La campagne contre les juges étrangers bat son plein. Si les arguments humanistes sont -à raison – largement mis en avant par ses adversaires, on ne saurait pour autant oublier que ce texte est avant tout une manière d’affaiblir nos propres droits.

En Suisse, il n’existe aucune juridiction constitutionnelle pour se prononcer sur les lois fédérales qui pourraient violer les libertés garanties par les droits fondamentaux. Le Tribunal fédéral est donc la seule instance de notre pays garante de l’application des lois fédérales ainsi que du droit international. Des traités internationaux signés par la Suisse, comme la Convention européenne des droits de l’homme ou les conventions de l’Organisation internationale du travail (OIT), offrent néanmoins la possibilité de porter plainte à un échelon supérieur si des tribunaux suisses ou des décisions politiques violent le droit international.

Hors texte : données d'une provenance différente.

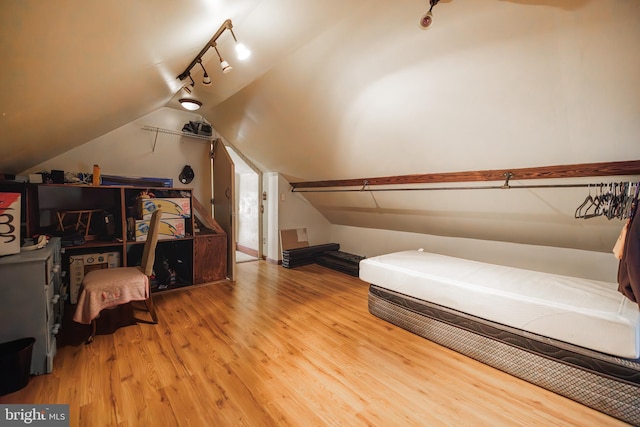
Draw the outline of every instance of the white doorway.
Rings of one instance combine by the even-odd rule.
[[[236,263],[262,257],[262,174],[233,147],[227,151],[235,164]]]

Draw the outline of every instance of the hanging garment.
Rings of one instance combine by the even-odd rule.
[[[629,230],[629,221],[626,220],[624,222],[624,226],[622,230],[620,230],[620,235],[618,236],[618,240],[616,240],[616,244],[613,246],[613,255],[616,258],[622,259],[622,255],[624,254],[624,244],[627,241],[627,230]]]
[[[622,259],[618,265],[618,291],[640,305],[640,215],[630,219]]]

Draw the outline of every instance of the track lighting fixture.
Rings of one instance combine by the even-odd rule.
[[[429,5],[431,7],[429,7],[429,11],[427,13],[422,15],[422,18],[420,18],[419,22],[420,28],[422,28],[423,30],[426,30],[431,26],[431,24],[433,24],[433,13],[431,12],[431,10],[433,9],[433,6],[438,4],[439,1],[440,0],[429,0]]]
[[[182,107],[186,110],[195,111],[198,108],[202,107],[202,102],[198,101],[197,99],[182,98],[180,99],[180,105],[182,105]]]
[[[216,53],[218,54],[218,58],[220,59],[220,68],[222,68],[222,74],[227,74],[229,71],[233,70],[233,67],[229,65],[229,63],[225,61],[224,58],[222,58],[222,56],[220,56],[220,52],[218,52],[218,47],[215,44],[213,45],[213,48],[216,50]]]
[[[185,92],[191,94],[191,90],[194,87],[193,79],[191,78],[191,69],[195,67],[196,64],[200,64],[200,66],[202,67],[202,71],[204,71],[204,77],[203,77],[202,83],[207,86],[211,84],[211,77],[209,77],[209,75],[207,74],[207,70],[205,70],[204,65],[202,64],[202,57],[204,56],[205,53],[207,53],[207,51],[210,48],[214,48],[216,53],[218,54],[218,58],[220,59],[220,68],[222,68],[223,74],[227,74],[229,71],[233,69],[231,65],[229,65],[229,63],[222,57],[222,55],[220,55],[220,52],[218,52],[218,48],[217,48],[216,42],[218,38],[222,35],[222,33],[224,33],[224,30],[229,30],[229,32],[231,32],[231,35],[233,36],[233,40],[236,42],[236,52],[238,54],[238,59],[244,60],[251,55],[251,51],[247,49],[245,45],[243,45],[242,43],[238,43],[238,40],[236,39],[236,35],[233,33],[233,24],[231,23],[230,19],[227,19],[222,23],[220,28],[218,28],[218,31],[216,31],[213,37],[211,37],[211,40],[207,42],[207,44],[202,48],[200,53],[198,53],[198,55],[193,59],[193,61],[191,61],[191,63],[187,66],[187,68],[180,75],[178,75],[177,78],[180,79],[181,81],[186,80],[187,78],[191,79],[190,87],[189,85],[183,86],[183,89],[185,90]],[[195,100],[186,99],[186,98],[180,100],[180,103],[182,104],[182,106],[190,110],[197,110],[202,106],[202,103],[200,101],[195,101],[194,102],[195,105],[190,105],[191,108],[189,108],[185,106],[185,103],[182,102],[183,100],[192,101],[192,102]]]

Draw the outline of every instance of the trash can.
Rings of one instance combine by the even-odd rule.
[[[0,344],[0,396],[18,391],[29,383],[35,338]]]

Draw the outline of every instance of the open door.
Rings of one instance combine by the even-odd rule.
[[[213,217],[227,233],[227,277],[235,281],[235,166],[222,140],[213,144]]]

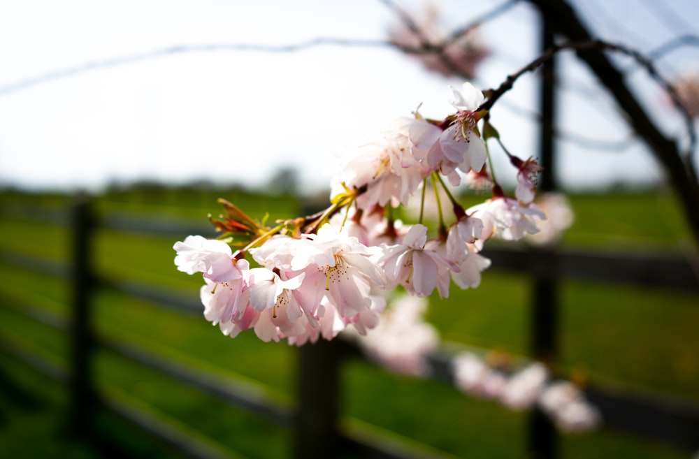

Des gardes-fous nécessaires
Ces garde-fous, nécessaires pour lutter contre les discriminations se fondant sur l’origine ou l’identité sexuelle notamment, le sont également pour protéger les salarié-e-s dans un des pays les plus libéral du monde en matière de droit du travail. Saisie d’un recours concernant une victime décédée suite à l’exposition à de l’amiante dans le cadre de son travail, la Cour européenne des droits de l’homme a ainsi permis de faire évoluer la jurisprudence suisse.

Là où le Tribunal fédéral avait indiqué qu’il était impossible de juger un cas remontant si loin dans le temps, la Cour européenne statuait pour sa part que la prescription ne pouvait pas s’appliquer à des maladies qui ne peuvent être diagnostiquées que plusieurs années après les faits, obligeant les tribunaux suisses à revoir leur copie. De même, le recours aux instances de l’OIT a permis à l’Union syndicale suisse de faire reconnaître les lacunes du droit suisse en matière de protection contre les licenciements, notamment antisyndicaux, donnant lieu à une recommandation visant à prévoir la réintégration pour ce type de situation.

Un écran de fumée…
Dans la campagne en cours pour faire accepter l’initiative contre les juges étrangers, l’UDC se met dans un rôle de chevalier blanc, dénonçant la possibilité que des votations populaires soient remises en question par des principes issus du droit international. Les initiants agitent ainsi un prétendu diktat «droit-de-l’hommiste» pour créer un écran de fumée concernant leurs véritables motivations. Bien loin de permettre l’auto-détermination d’une majorité de la population, cette initiative sert en effet à la préservation des intérêts d’une minorité bourgeoise conservatrice. Au contraire d’offrir de la souveraineté, elle affaiblit les droits des personnes, en leur retirant des instances de recours pour défendre leurs droits les plus élémentaires.

A y regarder de plus près, l’UDC ne s’en cache d’ailleurs pas, elle qui indiquait par communiqué du mois de juin dernier que l’initiative pour l’autodétermination vise à combattre la surréglementation et à renforcer un régime économique libéral et avouait de fait son but de restreindre le nombre de principes à respecter. Voilà qui semble effectivement plus proche des intérêts réellement défendus par un parti ayant fait obstacle ces dernières années à tout progrès social pour les salarié-e-s de ce pays.

Au-delà des arguments humanistes, refuser l’auto-détermination version UDC c’est simplement refuser de se tirer une balle dans le pied.